A counter example will help to explain the technique.

Target is famous in the retail industry for having employed statisticians and data scientists to use purchase behavior to identify shoppers who were pregnant and then market to them. Presumably, those statisticians and data scientists used data from Target’s baby registry system to identify pregnancy-driven buying patterns. These patterns were then used to write algorithms that could identify pregnant shoppers and offer discounts or coupons that were likely to make that shopper more loyal to Target.

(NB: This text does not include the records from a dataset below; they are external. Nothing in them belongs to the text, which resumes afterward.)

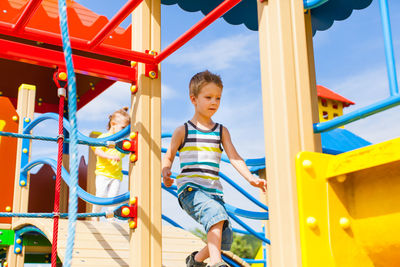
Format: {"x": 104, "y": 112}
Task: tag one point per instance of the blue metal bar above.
{"x": 224, "y": 158}
{"x": 310, "y": 4}
{"x": 241, "y": 190}
{"x": 53, "y": 116}
{"x": 387, "y": 38}
{"x": 357, "y": 114}
{"x": 245, "y": 226}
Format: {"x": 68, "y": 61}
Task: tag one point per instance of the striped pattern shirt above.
{"x": 200, "y": 156}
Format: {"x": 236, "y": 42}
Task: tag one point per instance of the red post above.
{"x": 114, "y": 22}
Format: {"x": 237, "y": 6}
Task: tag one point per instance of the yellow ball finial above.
{"x": 344, "y": 223}
{"x": 152, "y": 74}
{"x": 312, "y": 222}
{"x": 125, "y": 211}
{"x": 341, "y": 178}
{"x": 62, "y": 76}
{"x": 127, "y": 145}
{"x": 132, "y": 224}
{"x": 307, "y": 164}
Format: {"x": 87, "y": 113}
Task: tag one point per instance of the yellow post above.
{"x": 25, "y": 109}
{"x": 145, "y": 178}
{"x": 290, "y": 108}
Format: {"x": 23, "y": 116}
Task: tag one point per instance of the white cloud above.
{"x": 222, "y": 53}
{"x": 167, "y": 92}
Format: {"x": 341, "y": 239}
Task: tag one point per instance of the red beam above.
{"x": 114, "y": 22}
{"x": 76, "y": 43}
{"x": 27, "y": 14}
{"x": 198, "y": 27}
{"x": 52, "y": 59}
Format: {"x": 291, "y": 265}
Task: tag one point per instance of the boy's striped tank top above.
{"x": 200, "y": 156}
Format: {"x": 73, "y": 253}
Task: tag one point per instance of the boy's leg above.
{"x": 202, "y": 255}
{"x": 214, "y": 237}
{"x": 101, "y": 191}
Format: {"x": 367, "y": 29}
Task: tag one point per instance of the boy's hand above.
{"x": 115, "y": 158}
{"x": 260, "y": 183}
{"x": 166, "y": 173}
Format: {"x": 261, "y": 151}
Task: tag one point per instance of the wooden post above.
{"x": 25, "y": 109}
{"x": 144, "y": 177}
{"x": 290, "y": 108}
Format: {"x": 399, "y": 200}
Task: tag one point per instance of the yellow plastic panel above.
{"x": 354, "y": 200}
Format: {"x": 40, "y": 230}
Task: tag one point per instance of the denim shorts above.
{"x": 207, "y": 209}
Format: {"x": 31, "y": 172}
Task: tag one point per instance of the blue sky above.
{"x": 349, "y": 59}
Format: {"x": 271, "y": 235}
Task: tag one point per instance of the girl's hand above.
{"x": 260, "y": 183}
{"x": 166, "y": 173}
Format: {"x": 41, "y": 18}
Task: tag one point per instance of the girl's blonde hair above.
{"x": 123, "y": 112}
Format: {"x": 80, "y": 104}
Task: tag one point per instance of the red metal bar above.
{"x": 51, "y": 58}
{"x": 198, "y": 27}
{"x": 114, "y": 22}
{"x": 76, "y": 43}
{"x": 27, "y": 14}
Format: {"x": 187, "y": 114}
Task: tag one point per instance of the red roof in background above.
{"x": 326, "y": 93}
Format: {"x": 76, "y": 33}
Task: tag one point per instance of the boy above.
{"x": 200, "y": 142}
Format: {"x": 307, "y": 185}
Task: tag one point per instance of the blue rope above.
{"x": 49, "y": 215}
{"x": 73, "y": 197}
{"x": 81, "y": 193}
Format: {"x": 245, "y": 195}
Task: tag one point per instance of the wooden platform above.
{"x": 107, "y": 243}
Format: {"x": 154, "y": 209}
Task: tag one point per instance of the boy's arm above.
{"x": 176, "y": 140}
{"x": 239, "y": 163}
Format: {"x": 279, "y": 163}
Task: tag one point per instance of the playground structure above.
{"x": 308, "y": 233}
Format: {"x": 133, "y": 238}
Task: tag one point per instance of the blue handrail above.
{"x": 310, "y": 4}
{"x": 237, "y": 187}
{"x": 224, "y": 158}
{"x": 53, "y": 116}
{"x": 357, "y": 114}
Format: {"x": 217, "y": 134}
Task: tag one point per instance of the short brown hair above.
{"x": 202, "y": 78}
{"x": 123, "y": 112}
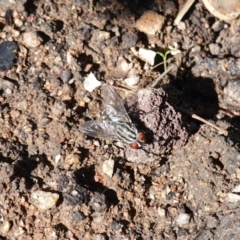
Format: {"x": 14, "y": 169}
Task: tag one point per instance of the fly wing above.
{"x": 99, "y": 129}
{"x": 113, "y": 105}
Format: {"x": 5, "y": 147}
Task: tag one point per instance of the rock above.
{"x": 91, "y": 82}
{"x": 132, "y": 78}
{"x": 72, "y": 159}
{"x": 66, "y": 75}
{"x": 232, "y": 198}
{"x": 181, "y": 26}
{"x": 44, "y": 200}
{"x": 147, "y": 55}
{"x": 150, "y": 22}
{"x": 5, "y": 227}
{"x": 108, "y": 167}
{"x": 31, "y": 39}
{"x": 236, "y": 189}
{"x": 182, "y": 219}
{"x": 7, "y": 55}
{"x": 214, "y": 49}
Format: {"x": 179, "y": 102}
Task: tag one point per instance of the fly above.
{"x": 116, "y": 123}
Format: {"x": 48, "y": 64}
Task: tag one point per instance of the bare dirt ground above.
{"x": 57, "y": 183}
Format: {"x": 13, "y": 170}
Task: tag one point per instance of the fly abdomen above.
{"x": 126, "y": 132}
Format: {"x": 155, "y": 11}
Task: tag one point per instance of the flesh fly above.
{"x": 115, "y": 123}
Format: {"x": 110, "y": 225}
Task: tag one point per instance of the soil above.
{"x": 57, "y": 183}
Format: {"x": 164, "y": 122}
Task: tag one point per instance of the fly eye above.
{"x": 135, "y": 145}
{"x": 142, "y": 137}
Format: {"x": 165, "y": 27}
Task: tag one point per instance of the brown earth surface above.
{"x": 57, "y": 183}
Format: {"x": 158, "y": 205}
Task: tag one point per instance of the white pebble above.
{"x": 147, "y": 55}
{"x": 182, "y": 219}
{"x": 44, "y": 200}
{"x": 31, "y": 39}
{"x": 108, "y": 167}
{"x": 91, "y": 82}
{"x": 132, "y": 78}
{"x": 232, "y": 198}
{"x": 236, "y": 189}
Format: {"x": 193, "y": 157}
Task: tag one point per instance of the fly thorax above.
{"x": 126, "y": 132}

In contrast, a machine learning system would have taken a different approach. Rather than being told, if you will, how to identify a pregnant shopper, it would have identified those patterns itself.

While there are certainly limitations, machine learning has the potential to optimize and automate several common ecommerce systems.

1. Intelligent Customer-service Chatbots

Good customer service often requires a conversation. It is for this reason that chat works so well in ecommerce. When a shopper chats in a question, a customer service representative can answer and guide the shopper to a solution.

Similarly, when a shopper posts a question or complaint on social media sites like Facebook, Twitter, or similar, a quick and helpful response makes a world of difference in the shopper’s experience.

But small and mid-sized businesses may find it challenging to staff and maintain a team of customer service representatives to monitor chat and social media. Enter machine learning.

An intelligent, learning chatbot can manage basic customer service questions and learn how to help customers in ways that are specific to a particular online store. These chatbots will be able to take care of on-site chat sessions or social media tweets and posts.

Many third-party companies are currently rolling out learning chatbot solutions that even small online merchants can afford.

2. Improved Product Search

Machine learning could dramatically improve product search, generating results that not only provide relevant results for shoppers but also maximize profits for the ecommerce retailer.

Machine learning could dramatically improve product search, generating results that not only provide relevant results for shoppers but also maximize profits for the ecommerce retailer.

Machine learning algorithms will vastly improve ecommerce product search capabilities.
Most current ecommerce search solutions focus on keywords or synonyms to deliver what some would deem the most relevant search results. But improved learning search will also consider click rates, conversion rates, customer ratings, and even product inventory or margin. Learning search will better understand what the shopper means rather than just what she typed.

These learning search systems will deliver product results that your shoppers are likely to want and buy.

3. Dramatically Better On-site Merchandising

Product recommendations are among the most powerful form of on-site merchandising for online retailers. Learning product recommendation systems promise to dramatically improve conversion rates and customer satisfaction.

Machine learning systems may be better at recommending products for on-site merchandising.

Machine learning systems may be better at recommending products for on-site merchandising.

Current product recommendation systems generally use a particular product’s popularity to decide how and when to recommend it. But machine-learning recommendation systems may take a shopper’s particular buying habits into consideration or compare product attributes like matching colors or “looks” to recommend. The system may even predict which recommendation will be the most likely to generate incremental sales.

While many enterprise ecommerce businesses are already using learning product recommenders to merchandise products online, expect third party tools to make these capabilities available to even small online stores.

4. Market-right Pricing

Online retailers may be able to use learning algorithms to analyze and understand pricing trends, product demand, and customer behavior to determine the just-right price for a particular item, to maximize profit or achieve other ecommerce business goals.

Too often, online sellers become involved in a margin-slashing price war with competitors, particularly on marketplaces. But a learning price-management system may help retailers find the best price for each item it carries.

5. Fraud Detection and Prevention

Fraud detection and prevention tends to be more of an issue for relatively large ecommerce businesses than for small or even mid-sized retailers. The reason is simply financial. Small ecommerce business may not experience enough fraud to make it worthwhile to purchase fraud detection software.

If you’re business experiences $1,000 in fraud losses each year and it would cost $3,000 per year to purchase fraud detection software, it might make more financial sense to suffer the fraud losses and move on.

When it does make sense to employ a fraud prevention solution, you can expect machine-learning solutions to become popular. These systems will look for fraud patterns in a particular ecommerce business’s customer base. The key advantage is that a learning system will be almost unique to its ecommerce retailer. It will be looking at the trends that predict fraud in a very specific way. Ultimately, this could make the system much better at predicting fraud relative to a particular ecommerce business.

6. Better Business Decisions

Machine learning algorithms may also contribute to ecommerce decision-making, including any of the following operations.

  • Predicting product demand.
  • Identifying potential inventory problems.
  • Classifying products and identifying keywords.
  • Managing marketing campaigns.
  • Estimating shipping and packing costs.
  • Improving customer segmentation.